The embeddings of the hierarchical data set are shown in the third column of Fig. 3. At first glance, the t-SNE and UMAP may be preferred as the spherical shapes of the clusters from the original 3D data (Fig. 1c) are retained. However, the RRPs in Fig. 2g, o show that both t-SNE and UMAP introduces distortions in distance ranks at most scales except for the very local scale, implying their failure in retaining the global arrangements of the clusters. On the other hand, the SASNE achieves much lower distance rank distortion at all scales as shown in the third column of Fig. 2b, implying that the hierarchical structure of the clusters is well preserved. In terms of cluster validation, the t-SNE correctly separates the individual clusters within each group. The method is however not able to clearly distinguish the reddish group (clusters 1–3) from the bluish group (clusters 4–6) as shown in Fig. 3g. The UMAP is also not able to preserve well the distance ranks of cluster separations when comparing to Fig. 1c. Similarly, PHATE depicts the two groups symmetrically that does not reflect the true structure. A better separation of the clusters within each group is obtained by the SASNE, confirmed by the silhouette coefficient shown in Fig. 4c.
The embeddings of the artificial tree data is found in the fourth column of Fig. 3. The SASNE embedding clearly shows the different branches of the tree while also keeping the trajectories intact. Furthermore SASNE denoises the data and clearly shows the 1D structure of the trajectory. Despite having less denoising compared to SASNE, the t-SNE also performs well on this data set by keeping the tree connected. Crucially, UMAP shatters the tree and produces several spurious clusters.

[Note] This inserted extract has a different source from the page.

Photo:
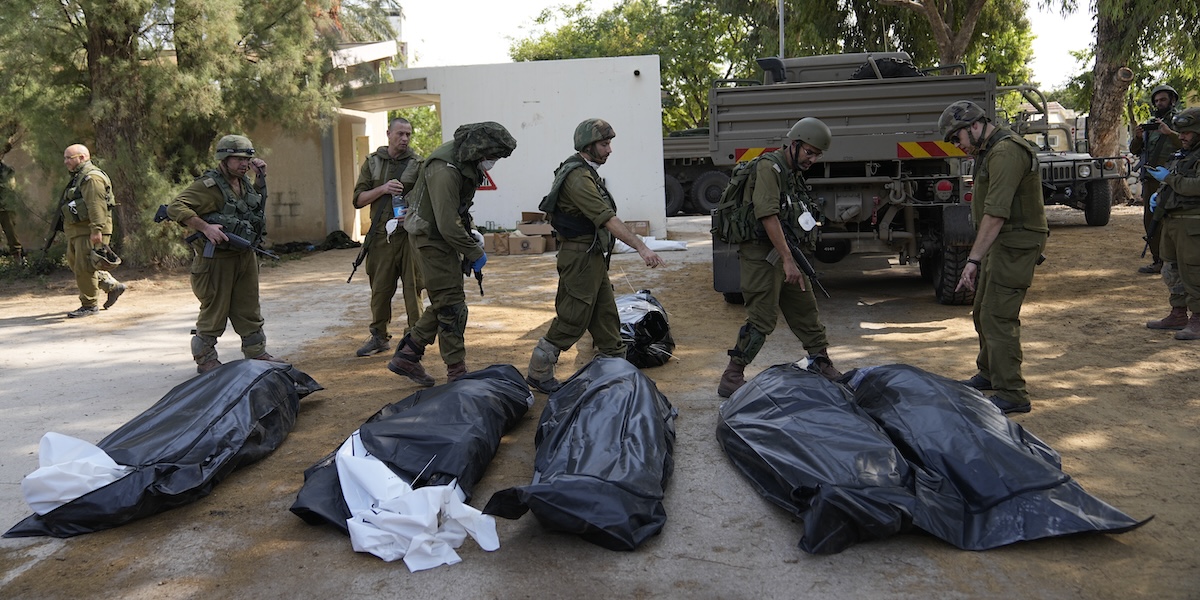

Although PHATE is able to keep the tree connected, some branches are merged together, meaning that the relative positioning of the branches is lost from the embedding.
In summary, the above test cases demonstrate that the SASNE can reliably embed and reveal clusters with imbalanced, arbitrarily shaped and hierarchical structures based on the qualities of both clustering and preservation of distance ranks. It also prevents creating spurious discrete structures that shatter continuous trajectories in the data. Since the shape-aware BHD provides us with a valid global distance measure, the choice of a larger perplexity value, e.g., 90\(\%\) of the number of points, allows us to consistently fix the only hyper-parameter of the embedding method in a data-driven way. To demonstrate the superior performance of SASNE for real HD data, we consider the following two data sets.
Gene expression data
We consider a data set of gene expressions from 3663 cells taken from the hippocampal area of a mouse brain [17]. Each cell is characterised by a gene count vector, indicating the expression frequency of the sequenced genes. With the gene count vector as coordinates of the HD space, the data set allows us to identify groupings of cells that correspond to distinct cell types based on their gene expression profiles. In contrast to the simulated data sets and the MNIST data discussed in the next section, the gene expression data is unlabelled, i.e., the corresponding clusters, or cell types, to which the cells belong to are unknown beforehand. Therefore, an additional clustering procedure (not performed here) is needed to group the data points in the LD embedding. Since no cluster label is available, we focus only on how well distance ranks are preserved in the LD embedding and do not consider cluster validation in this case.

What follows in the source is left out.